= Institute of Architects, Pakistan =

Organization of Pakistan

Institute of Architects, Pakistan is the professional development body of architects in Pakistan. The Pakistan Council of Architects and Planners (PCATP) is the governing body of the institute under 1983 Act, passed by the Parliament.

==History==
It was formed in 1957 by a small group of architects.

===Incorporation===
It was incorporated on 22 May 1969 in Karachi under the Companies Act VII of 1913. It was formed as a limited company.

==Presidents==
- 2010–11: Shahab Ghani Khan
- 2011: Jehangir Khan Sherpao

==Awards for Architecture==
Institute of Architects, Pakistan, in collaboration with Aga Khan Award for Architecture hold webinar series every year to eventually decide the winning candidates for the awards.

IAP instituted a Kausar Bashir Ahmad Academic Award for 'Socially Responsive Architectural Design'. These awards are given yearly to the deserving graduates of all accredited Schools of Architecture in Pakistan.

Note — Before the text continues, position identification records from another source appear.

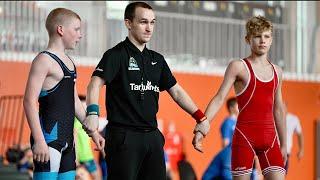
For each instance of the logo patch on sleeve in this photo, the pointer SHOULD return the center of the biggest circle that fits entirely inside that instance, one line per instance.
(133, 65)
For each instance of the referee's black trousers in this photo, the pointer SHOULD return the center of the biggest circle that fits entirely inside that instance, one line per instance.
(134, 155)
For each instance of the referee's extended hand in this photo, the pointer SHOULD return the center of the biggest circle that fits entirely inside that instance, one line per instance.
(91, 123)
(98, 140)
(197, 141)
(202, 127)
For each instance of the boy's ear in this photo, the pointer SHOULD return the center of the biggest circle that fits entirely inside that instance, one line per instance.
(60, 30)
(128, 24)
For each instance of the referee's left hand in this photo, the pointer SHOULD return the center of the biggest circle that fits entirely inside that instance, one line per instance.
(197, 141)
(98, 140)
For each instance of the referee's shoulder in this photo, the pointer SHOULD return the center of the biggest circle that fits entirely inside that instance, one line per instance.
(114, 51)
(156, 55)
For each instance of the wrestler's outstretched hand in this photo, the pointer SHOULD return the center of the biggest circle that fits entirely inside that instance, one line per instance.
(197, 141)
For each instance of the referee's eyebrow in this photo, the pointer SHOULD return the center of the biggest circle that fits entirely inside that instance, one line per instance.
(145, 19)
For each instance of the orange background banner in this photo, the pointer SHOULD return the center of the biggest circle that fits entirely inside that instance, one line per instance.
(302, 99)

IAP also gives "Awards for Excellence in Architectural Design" each year for commendable architectural projects.

==Organisation==
The Institute is governed by a National Council headed by a president. It also has four chapters, Islamabad, Karachi, Lahore and Peshawar each of which is headed by a chairperson.

===2024 Key achievements===
Institute of Architects, Pakistan, in 2024, announced the successful conclusion of the 2024 Commonwealth Association of Architects (CAA) Symposium and General Assembly at Kigali, Rwanda:

Pakistan's noted architect and this institute's member Yasmeen Lari received The Lifetime Achievement Award (Robert Mathew Award) for her lifetime contributions in the field of architecture.